As I understand the candy method the moisture from the hive softens it on the feeding side and makes it easier the girls to eat. :)

Michael Bush

>I like fondant because I make mine enriched with pollen sub.

Bees don't need pollen (or sub) in the winter.  They need sugar.  Solids just give them dysentery...
My website:  bushfarms.com/bees.htm en espanol: bushfarms.com/es_bees.htm  auf deutsche: bushfarms.com/de_bees.htm  em portugues:  bushfarms.com/pt_bees.htm
My book:  ThePracticalBeekeeper.com
-------------------
"Everything works if you let it."--James "Big Boy" Medlin

OldMech

#16
Indeed, no pollen for winter..
  Use either method, but dont put pollen or pollen sub in it..  if you have a mild winter, and the bees do not need the sugar, you can pull it off, and make spring syrup with it, be it loose granulated or bricks...    I love not wasting sugar...  the only catch is if they get Nosema, dont mix and refeed sugar with bee poo all over it...
  This is how I prep for winter here in SE Iowa...    

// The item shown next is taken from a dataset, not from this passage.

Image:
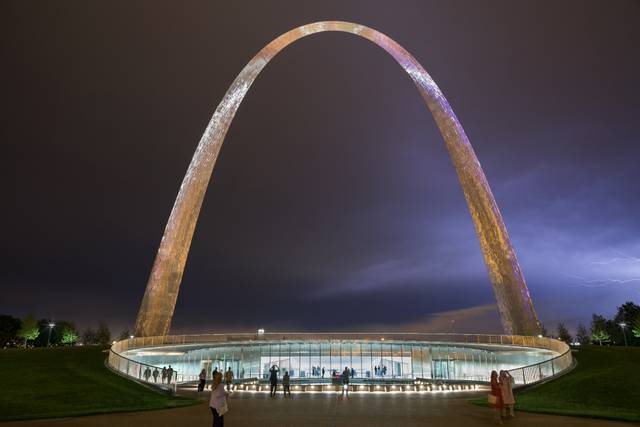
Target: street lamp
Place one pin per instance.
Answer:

 http://outyard.weebly.com/wintering.html

   Your ultimate goal is, that the bees do not even touch the sugar you put on the hive.. if you left them enough honey reserves, and or enough syrup, they will not make it to the sugar before you pull it off...  The sugar brick or mountain camp method is an emergency security measure..  Normally, my bees have not begun consuming the sugar when I open them in the spring..   Last winter was a different story..  When we got a 45 degree day in February, I began pulling inner covers to look..  EVERY hive was into the sugar, and had consumed about half of it..   I was not a very happy camper...  When April came about, and 60 degree temps, I finally opened the hives and found out what happened..  the temps, sometimes as cold as -50 were enough to keep the bees from moving out, or sideways for reserves.. they went STRIAGHT UP through the hive, making a perfect hole of consumed honey to the top..  had i not put the sugar on when i winterized, i would have either been out in -50 degree temps and 40 mph winds opening hives to feed, OR, i would have lost ALL of my hives.. as it stands, I only lost ONE hive in a winter where statistics claim 70% losses statewide.. So, the goal is to prepare for the worst.. if the worst does not happen, you have hurt nothing.. if the worst DOES happen, you get to stand in your warm living room, Hot coffee in hand, looking out across the waves of blowing snow, knowing your bees are set up the best they can be.
39 Hives and growing.  Havent found the end of the comfort zone yet.

kingd

OldMech,

     So you put the sugar blocks on now? I like the idea but wonder what the downside is to doing that.

   Sorry to jump in :)

   

tefer2

We don't put our bricks on till Thanksgiving over here.
About the same time we wrap our hives with tar paper.
Trying to wait until the last available window to add them.
We also fold any new tar paper wraps inside the house and place weight on them.
Way to hard to form them around the hive when it's cold out.

OldMech

No, I put them on when i prepare the hives for winter and wrap them. It needs to be cold enough the bees are clustering. I lift the top, put the brick on under the reversible inner cover and put the foam on top of the inner cover. Wrap the hive, replace the tele cover, and walk away until that one warmish (40+) day in February when I take a quick look.

  The purpose of that look is to see if I need to add more sugar. it also gives me a count of the hives that did not make it so I can spend the next two months planning splits, queens etc...   
39 Hives and growing.  Havent found the end of the comfort zone yet.